Saluer en chemin, c’est saluer au hasard de la route, sans l’avoir recherché ni désiré. Ainsi, celui qui ne prêche pas le salut à ses auditeurs par amour de l’éternelle patrie, mais par ambition des récompenses, est comme celui qui salue en chemin, puisqu’il ne désire le salut de ses auditeurs qu’au hasard [de leur rencontre], et non par un zèle véritable. [02]

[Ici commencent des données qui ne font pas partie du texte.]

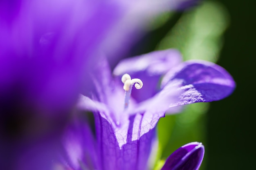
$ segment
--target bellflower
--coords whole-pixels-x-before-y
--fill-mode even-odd
[[[117,79],[105,60],[98,64],[97,74],[92,75],[94,91],[82,95],[78,104],[80,109],[93,112],[96,138],[81,120],[67,128],[63,140],[67,156],[61,164],[72,169],[148,169],[155,127],[167,110],[222,99],[235,87],[220,66],[203,61],[182,62],[174,50],[121,62],[114,71]],[[134,84],[138,90],[132,91]],[[204,152],[201,144],[188,144],[171,155],[162,169],[197,170]]]
[[[143,21],[161,12],[163,7],[168,9],[170,2],[180,1],[148,3],[141,0],[134,12],[137,1],[0,1],[0,154],[4,155],[0,164],[3,169],[14,169],[13,162],[27,150],[38,150],[44,155],[51,148],[35,143],[47,139],[45,143],[51,143],[58,138],[79,93],[88,93],[91,89],[88,73],[97,62],[98,53],[120,44],[128,46],[125,41],[116,46],[112,38],[115,30],[125,35],[130,29],[114,28],[132,25],[135,31],[139,27],[139,22],[123,20],[124,16],[131,18],[139,14],[138,20]],[[149,9],[155,8],[151,13]],[[115,45],[105,46],[105,41]]]

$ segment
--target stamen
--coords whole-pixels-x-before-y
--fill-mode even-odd
[[[129,106],[129,101],[132,93],[132,88],[133,84],[137,89],[141,88],[143,86],[142,81],[139,79],[131,79],[128,74],[125,74],[121,78],[122,82],[124,83],[124,89],[125,91],[124,99],[124,108],[127,108]]]

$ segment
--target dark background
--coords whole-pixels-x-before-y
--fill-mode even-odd
[[[227,9],[231,22],[217,63],[229,71],[237,87],[231,96],[210,105],[207,169],[253,169],[256,158],[256,2],[220,2]]]
[[[232,75],[232,95],[211,103],[207,114],[206,160],[207,170],[255,168],[256,133],[256,1],[220,0],[227,8],[229,25],[217,64]],[[182,15],[177,12],[164,26],[149,33],[132,49],[130,55],[155,50]],[[155,42],[155,43],[154,42]]]

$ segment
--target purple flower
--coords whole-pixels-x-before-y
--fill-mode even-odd
[[[198,170],[204,153],[204,147],[202,143],[188,144],[170,155],[161,170]]]
[[[64,139],[67,154],[64,165],[75,170],[148,169],[155,127],[167,110],[220,100],[235,87],[233,78],[222,68],[203,61],[182,62],[179,53],[174,50],[120,62],[114,74],[128,73],[135,78],[125,74],[121,77],[124,84],[119,83],[119,78],[112,79],[105,60],[94,68],[98,71],[93,75],[95,90],[90,96],[82,96],[78,106],[93,112],[96,138],[80,120],[67,128]],[[143,87],[132,92],[134,84],[136,88]],[[201,144],[189,144],[173,154],[162,169],[197,170],[203,155]]]

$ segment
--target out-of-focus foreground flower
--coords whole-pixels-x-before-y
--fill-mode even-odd
[[[114,74],[130,75],[121,77],[124,84],[119,83],[121,77],[113,79],[106,60],[98,64],[95,68],[97,74],[92,75],[95,91],[90,96],[82,96],[78,104],[81,109],[93,112],[96,138],[86,124],[79,123],[81,119],[67,128],[64,138],[67,156],[63,163],[75,170],[148,169],[155,127],[167,110],[222,99],[235,87],[233,78],[222,68],[203,61],[182,62],[179,53],[174,50],[120,62]],[[133,84],[136,88],[143,87],[132,92]],[[199,146],[184,146],[189,148],[184,153],[178,150],[162,169],[198,169],[203,147]],[[200,151],[194,152],[193,150],[198,148]],[[193,153],[186,157],[190,151]],[[190,163],[185,168],[181,165],[187,161]]]

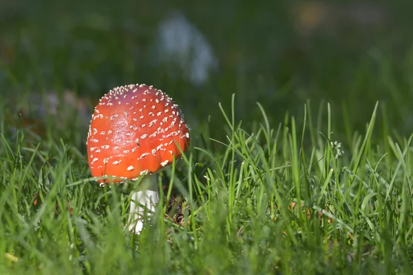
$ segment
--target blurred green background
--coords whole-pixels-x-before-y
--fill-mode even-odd
[[[229,111],[233,93],[247,124],[261,119],[256,102],[277,127],[286,112],[301,120],[307,100],[313,109],[325,100],[336,131],[363,130],[380,100],[391,125],[409,133],[412,8],[393,0],[1,0],[2,106],[40,119],[70,102],[88,120],[109,89],[145,82],[169,94],[193,129],[209,121],[213,134],[223,131],[218,102]]]

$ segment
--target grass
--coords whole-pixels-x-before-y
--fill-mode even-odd
[[[382,6],[378,25],[306,36],[300,1],[25,2],[0,8],[0,274],[412,273],[406,1]],[[152,64],[176,9],[220,60],[203,85]],[[91,178],[88,121],[69,102],[38,110],[50,91],[92,110],[136,82],[171,96],[191,128],[140,236],[123,229],[131,183]]]
[[[244,128],[231,102],[219,106],[226,139],[193,130],[189,153],[162,175],[166,201],[172,188],[184,199],[183,220],[161,201],[140,236],[123,230],[127,184],[100,188],[59,133],[36,142],[3,124],[0,273],[412,272],[413,135],[374,138],[389,128],[379,104],[364,132],[336,142],[330,104],[317,113],[308,102],[304,118],[274,125],[258,104],[261,120]]]

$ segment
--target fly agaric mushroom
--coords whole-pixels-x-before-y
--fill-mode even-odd
[[[145,208],[151,216],[159,201],[156,173],[182,156],[178,146],[184,152],[189,146],[178,105],[152,86],[114,88],[96,107],[86,144],[92,175],[118,178],[100,179],[101,186],[143,176],[140,190],[132,194],[129,219],[129,231],[140,234]]]

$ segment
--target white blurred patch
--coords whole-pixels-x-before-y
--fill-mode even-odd
[[[160,23],[154,44],[156,65],[178,66],[187,80],[202,85],[218,60],[205,36],[180,12]]]

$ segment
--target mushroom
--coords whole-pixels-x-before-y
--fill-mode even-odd
[[[87,133],[89,166],[94,177],[117,177],[99,179],[100,186],[143,177],[131,195],[130,232],[141,232],[145,208],[151,217],[159,201],[156,173],[180,157],[178,146],[184,152],[189,140],[178,106],[160,89],[129,85],[100,98]]]

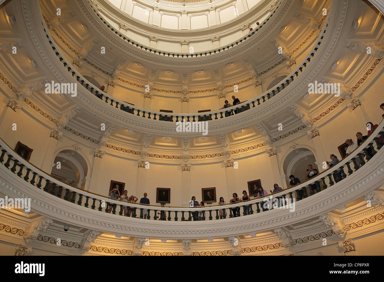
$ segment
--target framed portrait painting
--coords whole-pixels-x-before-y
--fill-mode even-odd
[[[248,181],[248,192],[250,196],[257,196],[259,193],[259,187],[262,186],[262,181],[260,179],[257,179],[252,181]]]
[[[15,152],[18,154],[20,157],[26,161],[29,161],[31,158],[33,149],[31,149],[26,145],[25,145],[20,141],[18,141],[16,147],[15,148]]]
[[[117,188],[119,189],[120,195],[122,195],[124,192],[124,187],[125,186],[125,183],[124,182],[119,182],[118,181],[115,180],[111,180],[111,185],[109,185],[109,190],[108,190],[108,195],[109,191],[114,188]]]
[[[201,188],[201,198],[203,203],[211,203],[216,202],[216,187]]]
[[[170,188],[156,188],[156,202],[170,203]]]

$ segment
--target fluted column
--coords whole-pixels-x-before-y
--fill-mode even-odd
[[[0,116],[0,137],[3,138],[7,131],[12,126],[12,120],[15,116],[17,109],[20,109],[21,105],[13,98],[11,98]]]
[[[367,122],[369,121],[369,119],[360,100],[358,98],[355,98],[347,106],[349,108],[352,108],[352,112],[357,119],[359,128],[356,131],[366,132]]]
[[[277,183],[279,186],[281,186],[281,176],[280,175],[280,170],[279,169],[279,165],[277,162],[276,148],[273,147],[270,149],[268,149],[265,150],[265,152],[269,157],[269,160],[271,162],[271,167],[272,168],[272,173],[273,176],[274,182],[275,183]]]
[[[48,174],[51,173],[52,168],[54,164],[55,151],[56,150],[56,145],[59,140],[59,138],[63,136],[63,133],[56,129],[52,129],[51,130],[50,139],[48,140],[48,144],[45,149],[45,154],[43,160],[43,163],[41,165],[41,170]]]
[[[181,166],[181,200],[183,206],[189,206],[191,197],[191,165],[182,163]]]
[[[92,171],[91,174],[91,180],[89,185],[87,188],[86,186],[84,187],[85,190],[88,190],[89,188],[94,191],[94,188],[98,184],[99,176],[100,174],[100,167],[101,163],[101,158],[103,156],[105,153],[105,151],[102,151],[98,149],[95,149],[94,153],[93,154],[93,163],[92,165]]]
[[[323,168],[323,163],[324,162],[326,162],[328,158],[325,155],[324,147],[323,146],[321,139],[320,138],[319,130],[317,127],[314,127],[313,129],[307,131],[307,134],[311,136],[311,139],[313,143],[313,147],[316,150],[316,157],[317,162],[316,164],[319,169],[319,172],[321,172],[325,170]]]
[[[225,165],[225,177],[227,178],[227,199],[232,198],[232,194],[236,191],[236,181],[235,181],[235,170],[233,168],[233,159],[223,161]]]
[[[146,161],[137,160],[137,178],[136,183],[136,195],[138,197],[144,194],[145,192],[144,190],[146,188],[145,183],[147,177],[146,163],[147,162]]]

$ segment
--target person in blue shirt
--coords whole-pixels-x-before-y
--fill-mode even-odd
[[[144,197],[140,199],[140,203],[145,204],[149,204],[149,199],[147,198],[147,194],[144,193]],[[144,209],[143,210],[143,215],[144,216],[144,219],[147,219],[147,214],[148,214],[148,209]]]
[[[332,154],[329,156],[329,158],[332,160],[332,162],[327,162],[326,163],[328,164],[328,166],[329,167],[333,167],[336,163],[338,163],[340,161],[339,160],[339,159],[336,157],[336,156],[333,154]],[[339,181],[340,181],[341,179],[343,179],[341,176],[341,170],[339,169],[336,172],[334,172],[333,173],[333,178],[335,180],[335,181],[337,183]]]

6. Le texte poursuit : « En quelque maison que vous entriez, dites d’abord : Paix à cette maison ! Et s’il s’y trouve un enfant de paix, votre paix reposera sur lui ; sinon, elle vous reviendra. » La paix offerte de la bouche du prédicateur repose sur la maison si un enfant de paix s’y trouve ; sinon, elle revient au prédicateur ; en effet, ou bien il se trouvera quelqu’un de prédestiné à la vie, et il suivra la parole divine entendue, ou bien, si personne n’a voulu l’écouter, le prédicateur trouvera quelque profit : sa paix lui reviendra, puisqu’il recevra du Seigneur la récompense de son travail et de sa peine.
7. Remarquez-le : celui qui a interdit de porter une bourse ou un sac admet qu’on puisse demander le vivre et le manger en retour de sa prédication. Le texte ajoute en effet : « Demeurez dans la même maison, mangeant et buvant de ce qu’il y a chez eux ; car l’ouvrier mérite son salaire. » Si notre paix y est reçue, il est juste que nous demeurions dans la même maison, mangeant et buvant de ce qu’il y a chez eux, pour que nous recevions notre salaire terrestre de ceux à qui nous offrons les récompenses de la patrie céleste. C’est pourquoi Paul, qui tenait pourtant ce salaire terrestre pour bien peu de chose, a dit : « Si nous avons semé parmi vous les biens spirituels, est-ce une si grosse affaire que nous moissonnions de vos biens matériels ? » (1 Co 9, 11)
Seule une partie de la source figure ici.